Слово умирающей тетки


   Тетка моя, Августина Ильинична, умирала долго, одиноко и мучительно. Была несколько лет перед смертью слепая, разговаривала много с навещающими ее родственниками, иногда и сама с собой.
   Я заходил к ней летом ежедневно; заслышав мои шаги, она их узнавала и, не то отчитываясь, не то спрашивая, продолжала давно с собою начатый разговор:
   — Я мучаюсь здесь, и смерть меня не берет оттого, что материлась в Бога, а он все слышит… Да ить с мужичьем всю жисть на лесозаготовках, на сплаву да на сортировке в запани, вот куда конь с копытом, туда и рак с клешней, от мужиков и набралась срамоты.
   — Жисть наша — как река после лесосплава: одне коряги остались, топляки, ломь древесная, жерди, мусор. Все путное вниз по Анисею уплыло, слепым потоком разнесено, по кустам застряло, по морям развеяно, по волнам рассеяно да перемолото. А мы толкали, мы толкали баграми, руками, шестами — плыви, жисть, к какому тебя берегу прибьет, как тебя изломает, одному Богу известно…



Старая запись


   Ныне я убираю и рву старые записи для своего военного романа. Но некоторые порвешь, в корзину бросишь, да они в памяти гвоздем торчат, скребут, долбят ее…

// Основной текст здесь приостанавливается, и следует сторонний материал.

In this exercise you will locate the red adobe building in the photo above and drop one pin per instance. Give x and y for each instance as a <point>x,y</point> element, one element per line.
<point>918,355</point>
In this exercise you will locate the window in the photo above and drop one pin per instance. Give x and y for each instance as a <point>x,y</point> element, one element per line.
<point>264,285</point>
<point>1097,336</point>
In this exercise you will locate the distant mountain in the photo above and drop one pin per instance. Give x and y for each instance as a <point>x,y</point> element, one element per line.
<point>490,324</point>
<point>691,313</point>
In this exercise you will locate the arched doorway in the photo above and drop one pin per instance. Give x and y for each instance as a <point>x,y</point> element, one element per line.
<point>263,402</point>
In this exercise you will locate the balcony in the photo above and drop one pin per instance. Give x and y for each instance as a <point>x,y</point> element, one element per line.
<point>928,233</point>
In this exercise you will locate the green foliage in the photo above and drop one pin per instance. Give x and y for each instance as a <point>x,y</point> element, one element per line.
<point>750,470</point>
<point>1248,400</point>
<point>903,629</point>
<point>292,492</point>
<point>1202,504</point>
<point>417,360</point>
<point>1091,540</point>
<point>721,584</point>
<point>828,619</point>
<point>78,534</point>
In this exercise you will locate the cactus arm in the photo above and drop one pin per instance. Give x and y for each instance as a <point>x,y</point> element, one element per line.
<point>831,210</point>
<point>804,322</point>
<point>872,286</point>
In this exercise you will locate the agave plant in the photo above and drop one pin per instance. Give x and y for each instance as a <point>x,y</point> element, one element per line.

   «За годы войны на фронте расстреляли один миллион человек, осуждено военнопленных 994 тысячи, из них 150 тысяч расстреляно» — это пять дивизий полного состава.

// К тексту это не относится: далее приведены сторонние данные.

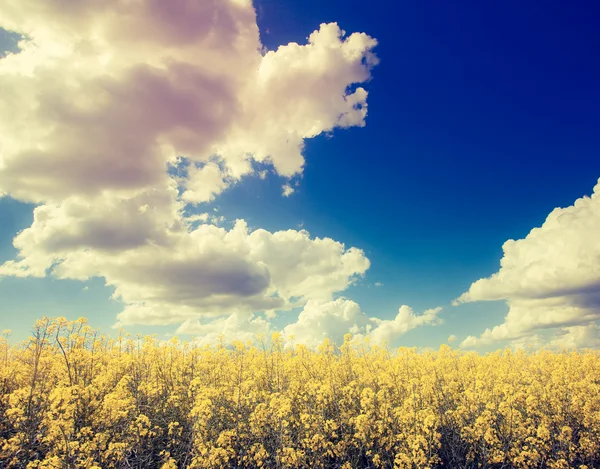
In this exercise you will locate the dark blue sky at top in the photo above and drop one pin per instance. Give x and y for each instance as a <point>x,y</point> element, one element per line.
<point>483,117</point>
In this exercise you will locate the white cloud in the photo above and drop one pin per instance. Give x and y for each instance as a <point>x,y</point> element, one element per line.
<point>178,273</point>
<point>108,94</point>
<point>334,319</point>
<point>550,279</point>
<point>235,327</point>
<point>287,190</point>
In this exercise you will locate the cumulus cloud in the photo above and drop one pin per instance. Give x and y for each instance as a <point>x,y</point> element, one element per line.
<point>235,327</point>
<point>550,279</point>
<point>169,276</point>
<point>332,320</point>
<point>105,97</point>
<point>106,93</point>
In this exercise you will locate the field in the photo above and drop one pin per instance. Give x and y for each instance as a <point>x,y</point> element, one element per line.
<point>72,398</point>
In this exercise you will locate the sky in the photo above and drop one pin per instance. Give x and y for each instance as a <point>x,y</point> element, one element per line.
<point>415,173</point>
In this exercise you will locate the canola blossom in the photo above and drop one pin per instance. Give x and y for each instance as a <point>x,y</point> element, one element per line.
<point>71,397</point>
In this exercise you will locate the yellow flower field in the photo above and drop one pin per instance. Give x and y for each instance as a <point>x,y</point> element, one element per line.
<point>72,398</point>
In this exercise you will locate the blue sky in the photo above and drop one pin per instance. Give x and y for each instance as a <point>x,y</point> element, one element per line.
<point>482,119</point>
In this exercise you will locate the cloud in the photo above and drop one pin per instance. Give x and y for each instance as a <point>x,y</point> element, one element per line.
<point>106,97</point>
<point>236,327</point>
<point>550,279</point>
<point>334,319</point>
<point>169,275</point>
<point>105,94</point>
<point>287,190</point>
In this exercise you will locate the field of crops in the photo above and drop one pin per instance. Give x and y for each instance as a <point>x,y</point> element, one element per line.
<point>72,398</point>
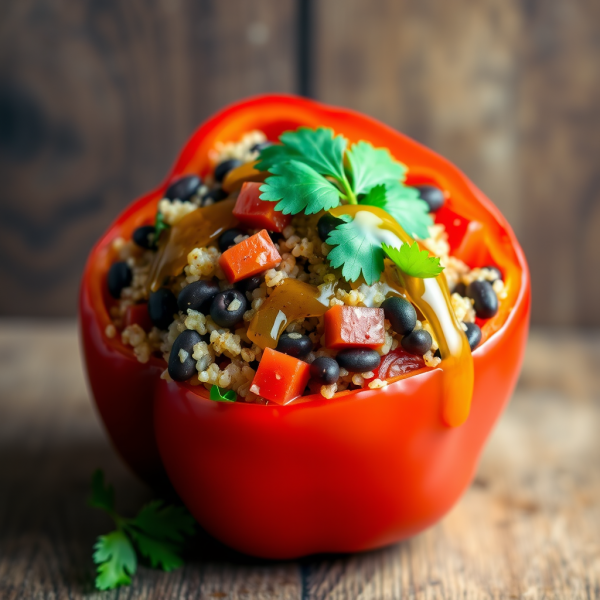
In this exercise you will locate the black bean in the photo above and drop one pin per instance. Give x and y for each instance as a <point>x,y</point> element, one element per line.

   К той поре, как побывать мне на фронте, дивизий полного состава уже не было, солдаты работали один за десятерых, ни отпусков, ни разовых отгулов. Конечно, усталость, изнурение, от этого притупляется страх, чувство самосохранения, сообразиловка — отсюда потери, потери, потери.
   А там за солдатами тащились, по фронту пылили политотделы, СМЕРШи, секретные отделы, заградотряды, придурки каких-то придуманных команд, в это время в тылах мерли, ложились в мерзлоту миллионы ни в чем не повинных людей, и миллионы же их стерегли, учитывали, прикладами, палками и плетьми били.
   Потом они, эти герои, хорошо, в безопасности, проведшие дни войны, все сделали, чтобы загнать в угол бывших фронтовиков и выпятить себя, свои заслуги. Лишь в 1995 году властью Ельцина была окончательно ликвидирована несправедливость, и бывшие пленные, угодившие туда не по своей вине, были реабилитированы, зачислены в так называемый «статус» участников Отечественной войны.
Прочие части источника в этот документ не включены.